Akhil-Myadarapu avatar Jan 12 '21 07:01 Akhil-Myadarapu

Hi @Akhil-Myadarapu,

I'm sorry, but I really do not have the time to put together a presentable demo right now. Feel free to put one up if you have more time on your hands than I.

In order to use the "monkey patch" that I attached in a previous post, you only need to import the "installPatch" function from the module:

import { installPatch } from './nested-drag-drop-patch'

and then call it at the root level of your .ts file:

installPatch();

Apart from that, you need to set up a nested tree with cdkDropList and cdkDrop in your template. Remember to use cdkDropListConnectedTo to connect all the drop lists. Using cdkDropListGroup will not work for a nested setup.

You might find that the patch generates some warnings when running lint. These have been fixed in the pull request.
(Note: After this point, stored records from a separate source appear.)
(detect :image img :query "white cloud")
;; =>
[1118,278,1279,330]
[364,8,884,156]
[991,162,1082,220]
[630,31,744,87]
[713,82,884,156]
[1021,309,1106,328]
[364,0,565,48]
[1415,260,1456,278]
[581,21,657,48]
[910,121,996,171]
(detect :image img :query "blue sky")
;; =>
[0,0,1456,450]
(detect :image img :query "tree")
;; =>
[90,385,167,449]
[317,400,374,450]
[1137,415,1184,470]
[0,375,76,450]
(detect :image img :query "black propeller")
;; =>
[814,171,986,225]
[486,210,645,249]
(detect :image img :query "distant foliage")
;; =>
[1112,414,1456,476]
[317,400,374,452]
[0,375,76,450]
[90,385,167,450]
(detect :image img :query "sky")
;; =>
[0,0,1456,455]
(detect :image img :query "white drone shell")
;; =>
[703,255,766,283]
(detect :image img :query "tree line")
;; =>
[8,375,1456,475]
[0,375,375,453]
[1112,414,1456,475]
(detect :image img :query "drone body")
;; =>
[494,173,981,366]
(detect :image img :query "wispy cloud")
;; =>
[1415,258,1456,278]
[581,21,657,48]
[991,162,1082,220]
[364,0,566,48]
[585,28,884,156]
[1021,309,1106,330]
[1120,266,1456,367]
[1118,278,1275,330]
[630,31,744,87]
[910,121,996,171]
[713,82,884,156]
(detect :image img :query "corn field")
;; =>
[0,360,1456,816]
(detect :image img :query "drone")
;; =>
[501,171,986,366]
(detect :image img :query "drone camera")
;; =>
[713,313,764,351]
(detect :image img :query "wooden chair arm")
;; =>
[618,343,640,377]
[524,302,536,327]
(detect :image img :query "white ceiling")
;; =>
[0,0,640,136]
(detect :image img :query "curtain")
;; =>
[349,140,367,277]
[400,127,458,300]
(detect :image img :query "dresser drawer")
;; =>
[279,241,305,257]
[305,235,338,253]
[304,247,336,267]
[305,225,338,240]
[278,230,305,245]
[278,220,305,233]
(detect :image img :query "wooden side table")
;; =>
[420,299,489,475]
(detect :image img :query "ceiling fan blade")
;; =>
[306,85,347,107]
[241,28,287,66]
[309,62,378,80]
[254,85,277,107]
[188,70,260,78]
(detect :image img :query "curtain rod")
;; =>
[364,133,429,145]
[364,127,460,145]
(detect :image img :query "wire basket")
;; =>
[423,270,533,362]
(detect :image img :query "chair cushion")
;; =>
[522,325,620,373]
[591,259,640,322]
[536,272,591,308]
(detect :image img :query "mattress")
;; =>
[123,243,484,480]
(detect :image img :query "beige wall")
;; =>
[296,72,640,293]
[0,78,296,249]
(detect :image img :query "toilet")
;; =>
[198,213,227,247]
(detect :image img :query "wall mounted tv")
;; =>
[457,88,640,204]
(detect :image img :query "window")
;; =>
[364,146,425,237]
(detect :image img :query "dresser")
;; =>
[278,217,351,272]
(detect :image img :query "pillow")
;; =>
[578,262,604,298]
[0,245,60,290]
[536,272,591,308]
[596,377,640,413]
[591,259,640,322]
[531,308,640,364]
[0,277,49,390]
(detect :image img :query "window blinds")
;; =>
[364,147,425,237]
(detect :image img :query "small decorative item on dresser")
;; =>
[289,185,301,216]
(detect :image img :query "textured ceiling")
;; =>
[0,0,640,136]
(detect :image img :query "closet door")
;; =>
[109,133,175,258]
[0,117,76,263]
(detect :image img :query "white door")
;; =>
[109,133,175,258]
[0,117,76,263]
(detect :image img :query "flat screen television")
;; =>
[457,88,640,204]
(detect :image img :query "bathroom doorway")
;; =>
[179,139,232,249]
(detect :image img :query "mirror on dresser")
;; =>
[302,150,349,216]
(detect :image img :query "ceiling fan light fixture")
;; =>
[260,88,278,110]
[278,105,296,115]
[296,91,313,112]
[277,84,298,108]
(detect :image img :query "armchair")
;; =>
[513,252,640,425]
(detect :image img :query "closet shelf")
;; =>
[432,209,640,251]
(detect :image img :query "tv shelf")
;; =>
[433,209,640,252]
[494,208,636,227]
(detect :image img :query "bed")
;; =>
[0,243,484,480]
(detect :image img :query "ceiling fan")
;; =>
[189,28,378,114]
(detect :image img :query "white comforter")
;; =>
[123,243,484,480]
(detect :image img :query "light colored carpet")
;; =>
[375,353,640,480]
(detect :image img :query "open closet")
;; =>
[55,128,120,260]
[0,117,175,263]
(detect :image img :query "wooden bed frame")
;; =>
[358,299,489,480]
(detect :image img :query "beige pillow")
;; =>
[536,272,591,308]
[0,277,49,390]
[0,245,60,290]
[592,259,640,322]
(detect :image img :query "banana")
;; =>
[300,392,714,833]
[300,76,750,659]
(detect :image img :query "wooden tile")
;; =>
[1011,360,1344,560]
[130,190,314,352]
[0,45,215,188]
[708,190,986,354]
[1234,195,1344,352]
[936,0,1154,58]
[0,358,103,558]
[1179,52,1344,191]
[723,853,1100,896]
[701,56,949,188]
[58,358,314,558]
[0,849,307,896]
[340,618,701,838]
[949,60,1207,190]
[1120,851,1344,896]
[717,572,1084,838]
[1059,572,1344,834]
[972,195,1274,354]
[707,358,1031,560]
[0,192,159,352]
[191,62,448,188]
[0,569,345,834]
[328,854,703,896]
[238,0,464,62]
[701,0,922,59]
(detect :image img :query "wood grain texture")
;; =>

Have a look at that if you want the latest version of the fix.

soren-petersen avatar Jan 12 '21 14:01 soren-petersen

@Akhil-Myadarapu, I added the monkey patch to @shesse's original StackBlitz, and then replaced its content with the method bodies from the PR (commit d3690c3):

It works pretty good!

@soren-petersen During dragging, there's some trouble transitioning to a nested list (coming from the top, it doesn't change until the 2nd or 3rd item down; coming from the bottom it wants to drop before the nested list for some pixels, than switches to into.) Not sure if I should make the comments in the PR itself as well?

jneuhaus20 avatar Jan 20 '21 16:01 jneuhaus20

@soren-petersen I've used the zip.file to patch the cdk and it does solve the original issue here.

https://stackblitz.com/edit/angular-10-clarity-4-dragdrop-nested-with-fix

However dragging an item from a child to it's parent seems to have very narrow window. In my example the preview element has a height of 20px. Without the patch, the window works as expected (with the bug of this issue of course). With the patch the window seems to be only like a pixel or so.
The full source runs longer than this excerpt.